Im hier zugrunde liegenden Klageverfahren war der Beschwerdeführerin mit Beschluss des Sozialgerichts Kiel vom
10. Novem¬ber 2005 PKH ohne Ratenzahlung bewilligt worden. Seinerzeit hatte die Beschwerdeführerin in ihrer
Erklärung über die persönlichen und wirtschaftlichen Verhältnisse vom 20. Juni 2005 als monatliche Einkünfte
angegeben, sie erhalte Unterhaltszahlungen in Höhe von 300,00 EUR, Arbeitslosengeld II in Höhe von 345,00 EUR
und Leistungen für Unterkunft und Heizung in Höhe von 240,00 EUR. Als Wohnkosten gab sie 240,00 EUR an.
Nach Abschluss des Klageverfahrens wurden der beigeordneten Prozessbevollmächtigten 545,20 EUR aus der
Staatskasse gezahlt.
Nach Beendigung des Berufungsverfahrens teilte das Sozialgericht der Beschwerdeführerin mit, es sei zu prüfen, ob
eine Ratenzahlungsverpflichtung zur Prozesskostenbewilligung wegen Veränderung der persönlichen oder
wirtschaftlichen Verhältnisse anzuordnen sei.
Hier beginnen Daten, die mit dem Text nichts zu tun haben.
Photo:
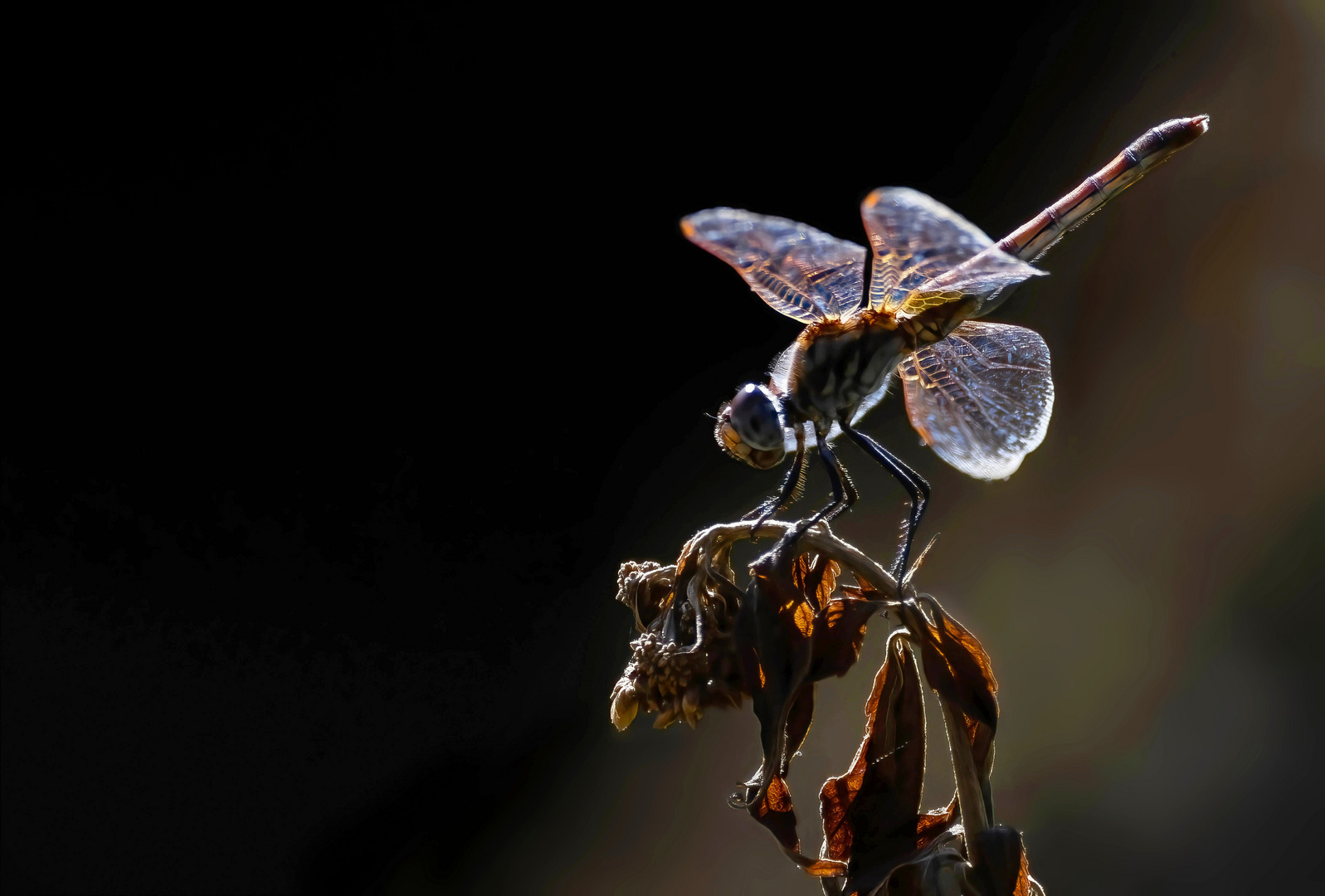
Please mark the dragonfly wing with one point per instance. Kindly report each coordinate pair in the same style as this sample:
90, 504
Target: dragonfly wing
982, 276
801, 272
913, 239
982, 397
Nach der von der Beschwerdeführerin daraufhin ausgefüllten Erklärung
über die persönlichen und wirtschaftlichen Verhältnisse bezieht die Beschwerdeführerin nunmehr monatlich eine
Altersrente in Höhe von 605,57 EUR. Ferner erhält sie Unterhalt in Höhe von monatlich 200,00 EUR. Als Wohnkosten
sind angegeben: Nettomiete 250,00 EUR, Nebenkosten 90,00 EUR.
Mit Beschluss vom 12. Juni 2008 hob das Sozialgericht Kiel den Beschluss vom 10. November 2005 auf und ordnete
an, die Beschwerdeführerin habe die von der Landeskasse im Rahmen der PKH übernommenen außergerichtlichen
Kosten in monatlichen Raten von 30,00 EUR, beginnend mit dem 1. Juli 2008, bis zu einer Gesamthöhe von 545,20
EUR aus ihrem Einkommen zu erstatte.
Gegen diesen der Beschwerdeführerin am 18. Juni 2008 zugestellten Beschluss richtet sich die am 17. Juli 2008
eingelegte Beschwerde.
Die Beschwerdeführerin ist der Auffassung, ihre Einkommensverhältnisse hätten sich auf keinen Fall positiv
entwickelt. Das führt sie im Einzelnen näher aus und weist auf weitere zusätzliche laufende Ausgaben hin.
II.
Die Beschwerde ist begründet. Mit dem angefochtenen Beschluss hat das Sozialgericht zu Unrecht den die PKH ohne
Ratenzahlung bewilligenden Beschluss geändert und die Beschwerdeführerin verpflichtet, der Landeskasse die
außergerichtlichen Kosten in monatlichen Raten von 30,00 EUR zu erstatten. Für eine solche nachträgliche Änderung
der PKH-Bewilligung fehlt es an einer Rechtsgrundlage.
Zu Unrecht stützt das Sozialgericht seine Entscheidung auf § 120 Abs. 4 Zivilprozessordnung (ZPO) in Verbindung
mit § 73a Abs. 1 Sozialgerichtsgesetz (SGG). Nach § 120 Abs. 4 Satz 1 ZPO kann das Gericht die PKH-
Entscheidung hinsichtlich der zu leistenden Zahlungen u. a. dann ändern, wenn sich die für die PKH maßgeblichen
wirtschaftlichen Verhältnisse wesentlich geändert haben. Das war bei der Beschwerdeführerin nicht der Fall.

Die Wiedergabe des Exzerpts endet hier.